When 150 G Of Steam Cools From 275°C To 250°C

4 When 150 G Of Steam Drops In Temperature From 2750 C To 2500 C

Cleaned assignment instructions: Calculate the heat energy released when 15.0 g of steam drops in temperature from 275.0 °C to 250.0 °C, given the specific heat capacity (Cp) of H₂O as 4.184 J/g°C. Determine the heat released during this cooling process.
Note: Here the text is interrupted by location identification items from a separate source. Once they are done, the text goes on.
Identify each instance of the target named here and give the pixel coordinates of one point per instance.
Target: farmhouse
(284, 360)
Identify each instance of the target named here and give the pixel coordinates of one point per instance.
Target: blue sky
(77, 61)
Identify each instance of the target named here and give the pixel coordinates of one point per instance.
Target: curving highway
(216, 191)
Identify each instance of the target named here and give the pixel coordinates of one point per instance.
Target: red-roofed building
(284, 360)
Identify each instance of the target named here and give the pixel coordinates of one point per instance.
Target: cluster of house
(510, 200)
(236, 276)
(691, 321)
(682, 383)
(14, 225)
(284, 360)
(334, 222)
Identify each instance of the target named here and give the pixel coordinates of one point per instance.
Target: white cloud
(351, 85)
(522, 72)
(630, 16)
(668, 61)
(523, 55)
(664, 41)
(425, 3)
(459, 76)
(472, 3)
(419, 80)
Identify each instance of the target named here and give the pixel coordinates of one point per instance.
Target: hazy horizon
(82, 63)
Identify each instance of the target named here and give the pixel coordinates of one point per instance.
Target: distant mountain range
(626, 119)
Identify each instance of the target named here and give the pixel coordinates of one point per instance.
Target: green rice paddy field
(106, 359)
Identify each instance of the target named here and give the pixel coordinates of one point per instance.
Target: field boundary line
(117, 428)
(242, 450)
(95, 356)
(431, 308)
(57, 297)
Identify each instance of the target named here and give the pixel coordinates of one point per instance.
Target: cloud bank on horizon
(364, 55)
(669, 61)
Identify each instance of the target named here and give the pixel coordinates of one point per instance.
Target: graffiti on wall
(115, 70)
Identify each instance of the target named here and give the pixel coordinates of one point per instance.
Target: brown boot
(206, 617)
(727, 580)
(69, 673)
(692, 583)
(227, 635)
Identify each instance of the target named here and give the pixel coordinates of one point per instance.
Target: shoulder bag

Paper For Above instruction

The process of cooling steam involves the loss of thermal energy as temperature decreases. To quantify this heat transfer, the formula used is:

Q = m × Cp × ΔT

where:

• Q is the heat energy transferred (in Joules)
• m is the mass of the substance, in grams
• Cp is the specific heat capacity (J/g°C)
• ΔT is the change in temperature, in °C (final minus initial)

Given data:

• Mass of steam, m = 15.0 g
• Initial temperature, T_initial = 275.0 °C
• Final temperature, T_final = 250.0 °C
• Specific heat capacity of H₂O, Cp = 4.184 J/g°C

Calculating the temperature change:

ΔT = T_final - T_initial = 250.0 °C - 275.0 °C = -25.0 °C

The negative sign indicates heat loss, but for magnitude of energy released, we consider the absolute value.

Applying the formula:

Q = 15.0 g × 4.184 J/g°C × (-25.0 °C) = -1564 J

The negative sign signifies heat is released by the system. Therefore, approximately 1564 Joules of heat are liberated as the steam cools from 275.0 °C to 250.0 °C.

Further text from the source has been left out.